Maia put her hand on his shoulder. “Florentia?” she asked.
Ficino smiled up at her. “Perhaps. My Florentia, like Troy, left a great legacy.”
“But our Florentia—” Maia began.
Just then a group of Young Ones including my brothers Neleus and Kallikles came running to the side of the ship, stripped off their kitons and dived into the water. They went racing off toward the shore. “Oh!” I said. I measured the distance between the ship and the shore. It wasn’t all that far. “I’m going to swim too! Would you bring my kiton?” I shrugged it off and offered it to Maia.
“Let’s all swim,” Maia said, dropping her kiton on the deck.
“It’s too far for me,” Ficino said. “I’ll go in the boat and bring your kitons to protect your modesty once you get ashore.”
People were diving all along the side of the ship. Maia and I joined them and began to swim toward the first shore I had ever seen that was not that of the island of my birth. All the while I was swimming, quickly outpacing Maia and almost catching up with my brothers, I kept thinking about which side I’d want to fight on. Troy, or the Achaeans? To rescue Helen, or to defend the city? For Agamemnon or for Priam? It wasn’t a fair question. We knew Troy was doomed. But Ficino would have fought for her anyway. I ran ashore, and the land felt strange under me. It seemed to be rocking. Earthquake? Or was the island, like Delos long ago, not tethered to the sea-bed? Then I realized this was something Erinna had told me about: when we were used to the motion of the ship, solid land would seem to move. I got up and immediately hurt my feet walking on pine needles. I hoped Ficino would bring my sandals too. I looked back at the Excellence, sitting gracefully at anchor, and although I had longed to explore this new island she looked like the most beautiful and dearest thing imaginable. Troy, I thought, and then no, the black ships.
It was just as well we probably wouldn’t be given the choice, when it was so hard to decide.
9
ARETE
After Amorgos we sailed to Ios, and from there to Naxos. We found no people on Ios, and no sign of Kebes. Life aboard became almost routine, up before dawn to take my watch, which I mostly spent up at the top of the mast. Watching the sun rise from up there was always incredibly beautiful. The sky slowly lightened and became pink, and the sea echoed the color and was rose-pink dotted with jade-green islands. I could see so far from the mast at dawn that the islands looked like leaping dolphins. Then sometime in the day we would come close to an island. A party would go ashore to explore, find nobody, and come back. The rest of us would go ashore to cook, hunt, and take on water. Then we’d come back aboard and either sail on overnight or stay in our fairly protected anchorage, depending on winds and what the captains thought.
The night on Amorgos we sang at the campfire, both kinds of songs, Phrygian and Dorian.
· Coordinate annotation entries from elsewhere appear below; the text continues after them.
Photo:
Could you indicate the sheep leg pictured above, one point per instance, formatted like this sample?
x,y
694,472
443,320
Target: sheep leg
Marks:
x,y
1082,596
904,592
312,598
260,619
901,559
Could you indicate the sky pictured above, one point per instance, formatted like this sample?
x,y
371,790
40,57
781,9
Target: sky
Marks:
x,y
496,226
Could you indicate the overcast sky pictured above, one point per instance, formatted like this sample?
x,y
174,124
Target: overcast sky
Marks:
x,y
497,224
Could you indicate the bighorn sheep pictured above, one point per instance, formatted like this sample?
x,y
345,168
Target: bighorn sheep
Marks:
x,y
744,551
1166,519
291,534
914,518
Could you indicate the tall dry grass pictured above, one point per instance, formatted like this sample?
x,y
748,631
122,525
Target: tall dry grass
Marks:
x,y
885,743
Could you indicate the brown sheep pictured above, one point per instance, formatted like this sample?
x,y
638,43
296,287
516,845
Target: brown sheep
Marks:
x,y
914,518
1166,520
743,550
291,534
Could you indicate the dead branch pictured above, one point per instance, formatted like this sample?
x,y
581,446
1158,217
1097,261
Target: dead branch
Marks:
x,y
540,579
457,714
Some songs we all sang together, and some people took turns singing. Father played the lyre and sang a new song he had written about Mother’s excellence and love of truth, which made everyone cry. Erinna and Phaedrus and I sang some of the choruses from The Myrmidons. It was like a festival, only better, because we hadn’t been preparing and rehearsing, it was all spontaneous. Then we all went back to the ship to sleep.
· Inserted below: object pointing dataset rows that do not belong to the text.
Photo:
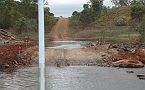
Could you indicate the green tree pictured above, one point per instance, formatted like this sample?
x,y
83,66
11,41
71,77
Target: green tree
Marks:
x,y
86,17
96,6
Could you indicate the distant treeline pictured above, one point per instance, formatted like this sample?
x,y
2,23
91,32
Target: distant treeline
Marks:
x,y
94,12
94,9
22,15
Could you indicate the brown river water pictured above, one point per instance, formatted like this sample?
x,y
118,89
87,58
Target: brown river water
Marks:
x,y
74,78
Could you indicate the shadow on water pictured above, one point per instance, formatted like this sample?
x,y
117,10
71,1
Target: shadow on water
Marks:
x,y
74,78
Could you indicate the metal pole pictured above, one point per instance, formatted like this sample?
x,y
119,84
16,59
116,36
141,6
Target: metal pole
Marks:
x,y
41,45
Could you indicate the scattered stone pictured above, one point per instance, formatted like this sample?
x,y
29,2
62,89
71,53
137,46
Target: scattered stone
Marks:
x,y
128,64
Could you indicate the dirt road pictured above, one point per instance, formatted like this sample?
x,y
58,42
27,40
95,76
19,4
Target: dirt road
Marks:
x,y
60,30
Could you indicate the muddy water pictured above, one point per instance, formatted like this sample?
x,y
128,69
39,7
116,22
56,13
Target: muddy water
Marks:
x,y
66,44
74,78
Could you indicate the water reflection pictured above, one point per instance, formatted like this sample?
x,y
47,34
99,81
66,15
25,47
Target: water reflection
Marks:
x,y
74,78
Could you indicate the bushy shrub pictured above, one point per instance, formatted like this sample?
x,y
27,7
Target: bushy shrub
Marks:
x,y
142,29
121,21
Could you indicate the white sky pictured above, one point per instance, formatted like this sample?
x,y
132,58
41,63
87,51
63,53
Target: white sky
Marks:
x,y
66,7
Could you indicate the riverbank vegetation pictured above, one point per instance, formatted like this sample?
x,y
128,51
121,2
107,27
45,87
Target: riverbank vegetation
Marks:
x,y
125,15
21,17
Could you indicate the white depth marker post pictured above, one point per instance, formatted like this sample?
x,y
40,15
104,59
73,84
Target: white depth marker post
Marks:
x,y
41,45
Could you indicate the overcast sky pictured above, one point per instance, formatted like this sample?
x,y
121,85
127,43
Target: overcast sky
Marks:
x,y
66,7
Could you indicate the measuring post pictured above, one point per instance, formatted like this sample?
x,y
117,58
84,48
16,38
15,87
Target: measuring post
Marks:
x,y
41,45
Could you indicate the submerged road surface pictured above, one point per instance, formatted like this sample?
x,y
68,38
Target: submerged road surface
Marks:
x,y
74,78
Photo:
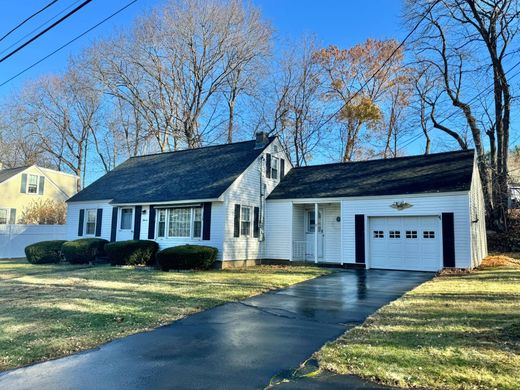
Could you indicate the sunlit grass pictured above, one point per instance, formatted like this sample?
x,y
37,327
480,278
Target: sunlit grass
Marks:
x,y
47,311
458,331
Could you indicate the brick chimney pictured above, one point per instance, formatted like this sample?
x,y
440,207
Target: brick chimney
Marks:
x,y
261,139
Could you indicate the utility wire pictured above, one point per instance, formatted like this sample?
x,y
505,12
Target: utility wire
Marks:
x,y
40,26
68,43
27,19
46,30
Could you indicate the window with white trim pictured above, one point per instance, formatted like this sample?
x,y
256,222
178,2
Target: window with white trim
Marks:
x,y
394,234
429,234
90,226
161,223
245,221
411,234
275,167
197,222
4,216
32,184
183,222
126,218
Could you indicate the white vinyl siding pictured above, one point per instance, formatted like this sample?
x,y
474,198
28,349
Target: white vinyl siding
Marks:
x,y
90,221
32,184
478,220
4,216
246,191
73,218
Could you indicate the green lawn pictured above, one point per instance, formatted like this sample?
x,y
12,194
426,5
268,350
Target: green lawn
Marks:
x,y
47,311
458,331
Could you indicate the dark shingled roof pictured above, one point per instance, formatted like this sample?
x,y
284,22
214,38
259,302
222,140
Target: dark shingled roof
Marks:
x,y
442,172
10,172
203,173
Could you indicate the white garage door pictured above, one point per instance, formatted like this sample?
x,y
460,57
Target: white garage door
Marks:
x,y
405,243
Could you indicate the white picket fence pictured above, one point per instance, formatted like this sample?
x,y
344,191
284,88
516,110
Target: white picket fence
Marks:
x,y
14,238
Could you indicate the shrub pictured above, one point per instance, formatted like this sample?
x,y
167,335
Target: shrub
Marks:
x,y
187,257
84,250
44,252
132,252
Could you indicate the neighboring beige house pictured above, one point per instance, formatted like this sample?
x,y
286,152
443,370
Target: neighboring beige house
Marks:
x,y
19,187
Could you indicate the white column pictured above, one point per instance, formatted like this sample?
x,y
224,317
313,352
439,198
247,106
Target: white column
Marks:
x,y
316,224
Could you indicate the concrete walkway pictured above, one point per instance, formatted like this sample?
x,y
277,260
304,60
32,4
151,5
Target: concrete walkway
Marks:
x,y
234,346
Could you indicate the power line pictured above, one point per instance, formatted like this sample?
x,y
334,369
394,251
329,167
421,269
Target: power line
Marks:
x,y
40,26
27,19
68,43
46,30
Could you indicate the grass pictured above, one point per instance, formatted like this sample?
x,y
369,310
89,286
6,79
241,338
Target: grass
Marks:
x,y
458,331
48,311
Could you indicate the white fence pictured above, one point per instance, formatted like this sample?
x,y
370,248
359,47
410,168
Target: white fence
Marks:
x,y
14,238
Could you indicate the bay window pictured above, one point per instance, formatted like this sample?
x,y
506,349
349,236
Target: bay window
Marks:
x,y
185,222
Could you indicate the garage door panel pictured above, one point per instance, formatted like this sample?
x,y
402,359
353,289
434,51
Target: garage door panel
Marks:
x,y
401,243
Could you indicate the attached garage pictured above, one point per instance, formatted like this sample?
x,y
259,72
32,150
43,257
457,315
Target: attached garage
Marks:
x,y
405,243
420,213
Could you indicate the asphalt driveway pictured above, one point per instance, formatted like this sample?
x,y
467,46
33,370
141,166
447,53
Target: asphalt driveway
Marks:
x,y
234,346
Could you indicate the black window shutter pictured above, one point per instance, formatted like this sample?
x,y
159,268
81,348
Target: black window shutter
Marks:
x,y
206,222
113,228
268,165
42,185
23,187
256,225
137,222
236,229
151,223
359,228
12,216
448,240
99,222
80,222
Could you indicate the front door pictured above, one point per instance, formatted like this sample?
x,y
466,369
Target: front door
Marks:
x,y
310,228
125,229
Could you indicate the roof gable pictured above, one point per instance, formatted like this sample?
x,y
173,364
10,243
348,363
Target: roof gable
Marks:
x,y
441,172
203,173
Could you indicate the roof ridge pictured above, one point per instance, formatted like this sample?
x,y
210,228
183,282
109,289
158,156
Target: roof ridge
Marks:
x,y
387,159
198,148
On Ios the shore party had killed a boar that ran out of the woods and attacked them. We roasted it and ate it under the stars, which seemed brighter from there than they were at home. We sang again after we had eaten. Phaedrus persuaded me to do Briseis’s duet with Patroklus. When we sat down again, Erinna leaned over from where she sat whittling and patted my arm. “You have a great voice.” My soul soared at praise from her.
“We’re fortunate that all of Pytheas’s children seem to have inherited his singing abilities,” Maia said. Neleus frowned at that, because he could never seem to sing in tune. I didn’t think singing was a particularly heroic ability. Erinna’s singing voice was clear and true.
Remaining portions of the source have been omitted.